For each group of isolates, it updates the comments file with: - Extra data: collection_date, geo_loc_name, and lat_lon (copied from Collection_date,
geo_loc_name, and Lat_Lon in the source file).
- If duplicates exist, it updates:
The count of isolates.
The majority predicted genome type (taken from the comments file).
Sets the predicted genome structure to “segmented”.
- Parameters:
src_file (str) – The file path to the source file in tab-separated format.
comments_file (str) – The file path to the comments file in tab-separated format.
- Return type:
None
suvtk.taxonomy module¶
taxonomy.py¶
This script assigns taxonomy to sequences using MMseqs2 from the ICTV nr database. It generates taxonomy files and integrates with other modules for further processing.
Functions¶
- taxonomy(fasta_file, database, output_path, seqid, threads)
Main command to assign taxonomy to sequences.
suvtk.utils module¶
utils.py¶
This script provides utility functions for executing shell commands, reading CSV files safely, and determining the number of available CPUs. These utilities are used across various modules in the project.
Functions¶
- Exec(CmdLine, fLog=None, capture=False)

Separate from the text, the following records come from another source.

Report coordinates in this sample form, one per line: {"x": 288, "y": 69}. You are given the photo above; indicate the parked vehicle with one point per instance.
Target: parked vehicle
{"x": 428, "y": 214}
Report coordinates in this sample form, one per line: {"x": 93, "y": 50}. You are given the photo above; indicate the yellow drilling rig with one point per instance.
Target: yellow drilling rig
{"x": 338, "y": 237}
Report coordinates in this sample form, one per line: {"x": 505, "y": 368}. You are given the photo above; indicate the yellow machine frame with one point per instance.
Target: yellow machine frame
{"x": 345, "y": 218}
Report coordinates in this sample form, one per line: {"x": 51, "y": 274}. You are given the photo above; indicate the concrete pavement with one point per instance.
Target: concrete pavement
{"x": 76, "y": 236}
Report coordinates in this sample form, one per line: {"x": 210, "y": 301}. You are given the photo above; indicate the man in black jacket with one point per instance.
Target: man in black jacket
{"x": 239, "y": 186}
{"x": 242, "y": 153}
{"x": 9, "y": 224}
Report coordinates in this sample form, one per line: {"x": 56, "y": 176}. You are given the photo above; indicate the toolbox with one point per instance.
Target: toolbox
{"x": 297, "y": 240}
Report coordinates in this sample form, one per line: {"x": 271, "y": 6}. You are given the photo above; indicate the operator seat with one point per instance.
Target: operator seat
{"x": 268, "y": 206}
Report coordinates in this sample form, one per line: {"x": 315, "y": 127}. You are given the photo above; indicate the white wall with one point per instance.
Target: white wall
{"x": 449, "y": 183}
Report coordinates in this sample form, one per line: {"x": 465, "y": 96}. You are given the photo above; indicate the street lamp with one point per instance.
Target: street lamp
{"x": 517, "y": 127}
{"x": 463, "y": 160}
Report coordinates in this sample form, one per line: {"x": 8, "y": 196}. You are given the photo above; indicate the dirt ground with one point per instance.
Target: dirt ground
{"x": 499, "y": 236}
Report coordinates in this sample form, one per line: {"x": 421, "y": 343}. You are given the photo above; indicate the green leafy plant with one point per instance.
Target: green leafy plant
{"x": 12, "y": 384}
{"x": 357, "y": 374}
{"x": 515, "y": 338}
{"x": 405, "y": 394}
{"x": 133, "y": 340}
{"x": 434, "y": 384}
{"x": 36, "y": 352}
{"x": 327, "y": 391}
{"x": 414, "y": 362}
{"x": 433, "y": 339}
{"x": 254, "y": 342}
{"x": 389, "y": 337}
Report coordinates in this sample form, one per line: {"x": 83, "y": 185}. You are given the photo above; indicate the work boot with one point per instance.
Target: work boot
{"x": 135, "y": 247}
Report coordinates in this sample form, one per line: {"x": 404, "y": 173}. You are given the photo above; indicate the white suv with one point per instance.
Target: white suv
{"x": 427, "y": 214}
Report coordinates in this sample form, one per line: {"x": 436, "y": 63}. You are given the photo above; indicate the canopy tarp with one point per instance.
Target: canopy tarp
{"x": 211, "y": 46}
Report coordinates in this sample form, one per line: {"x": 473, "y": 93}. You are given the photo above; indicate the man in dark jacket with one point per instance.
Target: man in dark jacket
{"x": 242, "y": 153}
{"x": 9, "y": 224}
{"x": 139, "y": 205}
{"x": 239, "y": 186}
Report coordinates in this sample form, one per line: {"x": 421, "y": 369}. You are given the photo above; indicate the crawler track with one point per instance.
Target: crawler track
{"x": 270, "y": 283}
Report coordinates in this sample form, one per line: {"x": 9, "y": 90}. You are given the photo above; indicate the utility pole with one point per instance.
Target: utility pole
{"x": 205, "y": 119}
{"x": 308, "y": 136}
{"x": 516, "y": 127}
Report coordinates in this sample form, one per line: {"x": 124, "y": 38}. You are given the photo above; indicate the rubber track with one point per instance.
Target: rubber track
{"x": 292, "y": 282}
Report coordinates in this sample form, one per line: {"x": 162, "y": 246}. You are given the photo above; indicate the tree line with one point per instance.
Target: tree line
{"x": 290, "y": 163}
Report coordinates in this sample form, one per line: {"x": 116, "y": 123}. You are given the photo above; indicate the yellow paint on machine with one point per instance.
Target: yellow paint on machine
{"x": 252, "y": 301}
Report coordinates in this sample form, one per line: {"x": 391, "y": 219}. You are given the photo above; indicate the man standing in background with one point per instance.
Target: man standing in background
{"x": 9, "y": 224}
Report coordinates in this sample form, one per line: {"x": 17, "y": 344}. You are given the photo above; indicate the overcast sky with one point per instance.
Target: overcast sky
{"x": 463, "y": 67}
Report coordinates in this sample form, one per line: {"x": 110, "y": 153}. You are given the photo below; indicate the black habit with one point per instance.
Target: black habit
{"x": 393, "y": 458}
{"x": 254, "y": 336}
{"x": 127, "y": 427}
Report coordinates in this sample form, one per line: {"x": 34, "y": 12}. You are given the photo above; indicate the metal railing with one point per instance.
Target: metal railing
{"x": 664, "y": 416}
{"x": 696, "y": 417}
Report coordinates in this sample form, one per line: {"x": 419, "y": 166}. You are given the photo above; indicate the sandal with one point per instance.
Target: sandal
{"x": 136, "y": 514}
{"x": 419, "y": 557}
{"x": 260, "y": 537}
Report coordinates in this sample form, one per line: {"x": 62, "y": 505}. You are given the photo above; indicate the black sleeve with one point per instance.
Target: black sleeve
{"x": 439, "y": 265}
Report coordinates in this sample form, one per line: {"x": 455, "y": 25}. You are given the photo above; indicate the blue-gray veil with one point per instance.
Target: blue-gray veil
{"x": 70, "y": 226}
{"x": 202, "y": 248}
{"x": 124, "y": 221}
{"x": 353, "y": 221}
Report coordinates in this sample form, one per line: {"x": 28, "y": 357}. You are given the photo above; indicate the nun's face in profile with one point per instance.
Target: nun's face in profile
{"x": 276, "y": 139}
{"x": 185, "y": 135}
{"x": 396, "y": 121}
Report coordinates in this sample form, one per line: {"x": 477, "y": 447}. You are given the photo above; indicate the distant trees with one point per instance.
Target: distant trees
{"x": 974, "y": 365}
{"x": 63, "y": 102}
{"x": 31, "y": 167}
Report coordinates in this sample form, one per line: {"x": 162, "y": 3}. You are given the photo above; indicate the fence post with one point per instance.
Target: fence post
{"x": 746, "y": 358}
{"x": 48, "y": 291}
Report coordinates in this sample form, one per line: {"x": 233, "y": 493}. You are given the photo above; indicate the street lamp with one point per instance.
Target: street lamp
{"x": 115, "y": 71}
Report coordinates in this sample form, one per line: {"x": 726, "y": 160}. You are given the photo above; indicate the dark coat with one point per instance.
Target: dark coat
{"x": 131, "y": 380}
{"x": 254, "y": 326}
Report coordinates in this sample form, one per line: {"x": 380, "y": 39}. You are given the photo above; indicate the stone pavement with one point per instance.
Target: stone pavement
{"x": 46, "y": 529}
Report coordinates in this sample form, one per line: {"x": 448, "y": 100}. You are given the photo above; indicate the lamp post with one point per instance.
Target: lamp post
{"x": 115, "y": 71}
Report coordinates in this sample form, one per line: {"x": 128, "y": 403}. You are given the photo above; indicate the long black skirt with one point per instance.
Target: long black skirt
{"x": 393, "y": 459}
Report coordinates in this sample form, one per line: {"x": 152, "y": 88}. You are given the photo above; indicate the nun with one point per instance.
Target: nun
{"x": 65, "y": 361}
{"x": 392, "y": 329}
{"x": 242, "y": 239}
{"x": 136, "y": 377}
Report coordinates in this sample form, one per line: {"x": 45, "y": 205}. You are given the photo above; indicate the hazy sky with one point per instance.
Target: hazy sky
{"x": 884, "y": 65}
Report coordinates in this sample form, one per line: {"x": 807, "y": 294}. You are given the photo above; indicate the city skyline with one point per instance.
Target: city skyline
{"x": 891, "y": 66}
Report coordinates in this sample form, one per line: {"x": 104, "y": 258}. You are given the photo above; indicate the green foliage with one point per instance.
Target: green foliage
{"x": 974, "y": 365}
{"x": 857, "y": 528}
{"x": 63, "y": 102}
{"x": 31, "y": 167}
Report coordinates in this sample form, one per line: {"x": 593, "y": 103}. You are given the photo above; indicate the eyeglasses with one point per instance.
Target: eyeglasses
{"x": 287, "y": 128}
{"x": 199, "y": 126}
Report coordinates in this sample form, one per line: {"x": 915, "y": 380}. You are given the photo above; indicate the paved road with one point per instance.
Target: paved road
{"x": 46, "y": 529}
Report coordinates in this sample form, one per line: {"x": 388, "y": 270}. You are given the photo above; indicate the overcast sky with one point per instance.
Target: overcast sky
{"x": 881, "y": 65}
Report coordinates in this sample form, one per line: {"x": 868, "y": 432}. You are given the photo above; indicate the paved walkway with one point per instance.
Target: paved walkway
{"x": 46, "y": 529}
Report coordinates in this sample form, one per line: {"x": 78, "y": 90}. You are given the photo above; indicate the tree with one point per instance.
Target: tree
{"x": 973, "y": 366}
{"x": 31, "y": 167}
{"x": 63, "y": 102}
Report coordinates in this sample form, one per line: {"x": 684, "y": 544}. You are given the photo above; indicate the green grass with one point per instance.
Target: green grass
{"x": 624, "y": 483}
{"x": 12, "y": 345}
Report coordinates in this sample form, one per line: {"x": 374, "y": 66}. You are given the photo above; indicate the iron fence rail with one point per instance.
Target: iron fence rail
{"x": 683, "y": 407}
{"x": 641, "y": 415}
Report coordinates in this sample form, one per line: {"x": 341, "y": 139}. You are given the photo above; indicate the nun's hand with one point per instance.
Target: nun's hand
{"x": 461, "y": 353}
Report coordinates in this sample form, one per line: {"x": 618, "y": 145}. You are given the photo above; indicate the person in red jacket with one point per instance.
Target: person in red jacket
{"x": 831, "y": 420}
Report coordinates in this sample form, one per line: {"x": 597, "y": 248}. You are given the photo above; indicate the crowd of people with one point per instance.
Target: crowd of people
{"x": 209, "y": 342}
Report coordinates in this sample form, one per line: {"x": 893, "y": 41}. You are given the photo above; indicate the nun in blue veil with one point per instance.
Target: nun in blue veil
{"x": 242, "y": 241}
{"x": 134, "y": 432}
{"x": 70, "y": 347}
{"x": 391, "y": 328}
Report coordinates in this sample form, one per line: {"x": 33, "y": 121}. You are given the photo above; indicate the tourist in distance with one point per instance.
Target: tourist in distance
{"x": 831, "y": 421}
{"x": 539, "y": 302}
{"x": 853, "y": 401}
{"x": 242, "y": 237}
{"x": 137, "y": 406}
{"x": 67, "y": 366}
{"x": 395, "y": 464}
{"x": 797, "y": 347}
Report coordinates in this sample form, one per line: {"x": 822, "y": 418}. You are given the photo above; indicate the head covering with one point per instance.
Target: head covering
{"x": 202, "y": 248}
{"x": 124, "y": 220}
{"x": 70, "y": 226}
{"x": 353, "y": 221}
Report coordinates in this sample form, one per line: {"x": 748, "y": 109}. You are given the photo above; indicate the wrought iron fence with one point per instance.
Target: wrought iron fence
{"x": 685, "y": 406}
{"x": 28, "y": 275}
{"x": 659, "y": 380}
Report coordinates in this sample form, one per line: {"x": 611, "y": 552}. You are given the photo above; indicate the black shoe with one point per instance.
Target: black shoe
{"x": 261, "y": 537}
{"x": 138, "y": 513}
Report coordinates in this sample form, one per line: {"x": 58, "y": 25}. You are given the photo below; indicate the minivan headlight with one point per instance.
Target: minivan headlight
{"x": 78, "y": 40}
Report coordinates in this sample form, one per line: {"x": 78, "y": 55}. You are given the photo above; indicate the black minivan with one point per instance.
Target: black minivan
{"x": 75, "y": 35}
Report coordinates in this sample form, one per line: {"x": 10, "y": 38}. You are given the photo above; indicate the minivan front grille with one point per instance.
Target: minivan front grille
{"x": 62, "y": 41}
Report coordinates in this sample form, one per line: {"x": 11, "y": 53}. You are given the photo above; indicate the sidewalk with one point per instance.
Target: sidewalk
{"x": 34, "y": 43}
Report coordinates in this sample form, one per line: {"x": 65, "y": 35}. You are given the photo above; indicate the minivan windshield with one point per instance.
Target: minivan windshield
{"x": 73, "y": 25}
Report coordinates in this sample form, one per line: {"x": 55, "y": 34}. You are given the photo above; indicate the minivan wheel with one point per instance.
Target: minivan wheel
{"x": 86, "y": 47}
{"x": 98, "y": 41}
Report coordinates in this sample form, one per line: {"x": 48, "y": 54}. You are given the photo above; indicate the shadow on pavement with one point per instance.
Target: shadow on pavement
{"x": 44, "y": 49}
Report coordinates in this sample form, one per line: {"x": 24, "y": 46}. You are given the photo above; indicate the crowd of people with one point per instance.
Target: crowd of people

Execute a shell command and optionally log or capture the output.
- safe_read_csv(path, **kwargs)
Read a CSV file with ASCII encoding and handle UnicodeDecodeError.
- get_available_cpus()
Get the number of available CPUs for the current process.
- suvtk.utils.Exec(CmdLine, fLog=None, capture=False)[source]¶
Execute a command line in a shell, logging it to a file if specified.
- Parameters:
CmdLine (str) – The command line to execute.
fLog (file object or None, optional) – A file object to log the command and results, or None.
capture (bool, optional) – Whether to capture output instead of printing.
- Returns:
The output of the command if captured, else None.
- Return type:
str or None
- Raises:
subprocess.CalledProcessError – If the command execution fails.
- suvtk.utils.get_available_cpus()[source]¶
Get the number of available CPUs for the current process.
- Returns:
The number of available CPUs.
- Return type:
int
- suvtk.utils.safe_read_csv(path, **kwargs)[source]¶
Reads a CSV file using ASCII encoding. If a UnicodeDecodeError occurs, raises a ClickException showing the offending character.
- Parameters:
path (str) – Path to the CSV file.
**kwargs (dict) – Additional arguments to pass to pandas.read_csv.
- Returns:
The contents of the CSV file.
- Return type:
pandas.DataFrame
- Raises:
click.ClickException – If the file contains non-ASCII characters.
suvtk.virus_info module¶
virus_info.py¶
This script provides information on potentially segmented viruses based on their taxonomy. It also outputs genome type and structure information for MIUVIG structured comments.
Functions¶
- load_segment_db()
Load the segmented viruses database.
- load_genome_type_db()
Load the genome structure database.
- run_segment_info(tax_df, database, output_path)
Process taxonomy data to extract segmented virus and genome type information.
- virus_info(taxonomy, database, output_path)
Main command to analyze segmented viruses and generate genome type information.
- suvtk.virus_info.load_genome_type_db()[source]¶
Load the genome structure database.
- Returns:
Data frame with the genome structure database.
- Return type:
pandas.DataFrame
- suvtk.virus_info.load_segment_db()[source]¶
Load the segmented viruses database.
- Returns:
Data frame with the segmented viruses database.
- Return type:
pandas.DataFrame
- suvtk.virus_info.run_segment_info(tax_df, database, output_path)[source]¶
Process the taxonomy file to get segmented virus and genome type info.
- Parameters:
tax_df (pandas.DataFrame) – Pandas DataFrame with taxonomy information.
database (str) – The suvtk database path (contains nodes.dmp, names.dmp, etc.).
output_path (str) – The output directory where results will be saved.
- Return type:
None
comments.py¶
This script generates structured comment files based on MIUVIG standards. It validates input files, merges data from multiple sources, and ensures compliance with predefined standards for submission to GenBank.
Functions¶
Generate a structured comment file based on MIUVIG standards.